Camilla is the wife of a vicar running a household on very little money, attempting to attend numerous meetings every day, and trying to help parishioners so they don’t all bother her husband with concerns as silly as what the railroad schedule is. Her cares range from how to afford a new hat to how to provide dinner for an unexpected visit by the archdeacon to how to be more attentive to her religious thoughts and prayers.
This novel is touching and amusing, although I occasionally found it bewildering. As an unreligious American from another time, I didn’t always understand the references or jokes. Because of its focus on religion, I had more difficulty with it than with other novels from this period.
The novel does have a plot. It concerns the furor of the village residents when the unbending, self-righteous curate gives a sermon preaching pacifism. Since this novel takes place in the early days of World War II and many villagers have relatives in the war, this sermon causes an uproar.
Stella Gibbons’s books always start out seeming to be froth, but there is an edge to them, I’ve found. Still, she handles her characters’ foibles with compassion.

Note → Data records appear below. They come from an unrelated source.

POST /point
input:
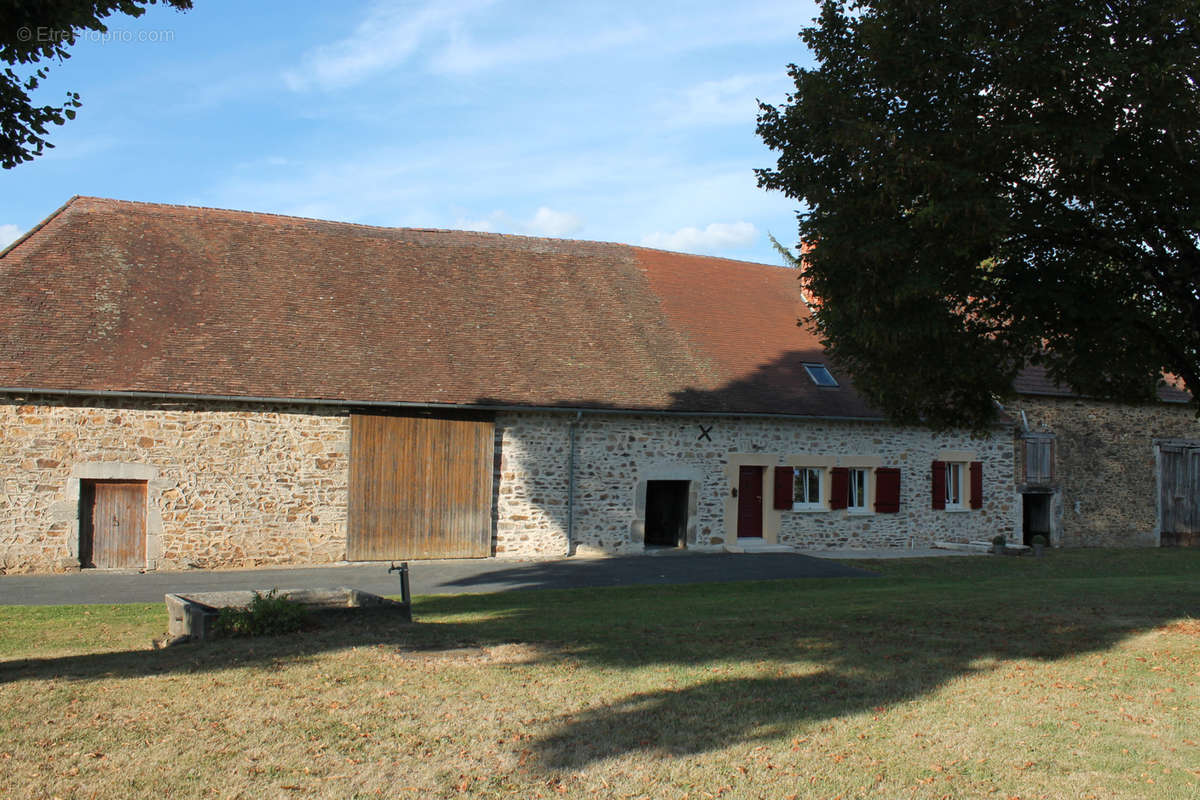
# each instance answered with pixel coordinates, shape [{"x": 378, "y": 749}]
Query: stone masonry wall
[
  {"x": 228, "y": 485},
  {"x": 1105, "y": 464},
  {"x": 232, "y": 485},
  {"x": 616, "y": 455}
]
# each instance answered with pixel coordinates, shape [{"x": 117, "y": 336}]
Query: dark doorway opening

In A Pink Front Door, her heroine, Daisy Muir, is engaging, but she has one big flaw. She tends to make the problems of a set of misfits her own, much to the discomfort of her husband, James. At the beginning of the novel, she’s trying to keep one silly friend, Molly, from running after men, in particular an Eastern European refugee named Tibbs, who keeps losing both jobs and his lodging. Lodging is difficult to find in post-war London, and the next thing Daisy knows, she has Don, a man she barely remembers from Oxford, at her front door. Don and Katie and their three young children have just lost their lodgings, and Don hopes Daisy can help.
Daisy remembers “little Katie” from university, the most promising student of her year. Later, Katie reflects that she became stupid with love and made only a poor third. Don, however, is only a few months from finally taking his exams to qualify as a chemist, and Katie hopes to find a quiet place where he can work. If he passes, he can take a good job and they can begin a better life, but until now, they have been living in cramped, noisy, unpleasant quarters.
Daisy thinks of a former neighbor and friend of her father, Mrs. Cavendish, a horrible snob who has an entire upper floor free. Mrs. Cavendish, like many of the upper classes, has fallen on comparatively hard times and has lost her last servant. She agrees that the family can move in but insists that the hard-pressed Katie spend some time every day cleaning in exchange for the low rent that is all they can afford. The house is inconvenient. Katie must haul all their water and coal upstairs. It is also not laid out for children. But it is quiet, and Don is finally able to work.
While Daisy is embroiled in the difficulties of her friends’ lives, Molly has homed in on James and has begun dropping by Daisy’s house especially when Daisy isn’t there, making tea for James and babysitting James Too. James himself, usually tolerant of Daisy’s projects, has begun to lose his patience.
Gibbons has an eye for social follies and foibles, and she employs it here with effect. I enjoyed this novel and was touched by its conclusion.
I received this book from the publisher in exchange for a free and fair review.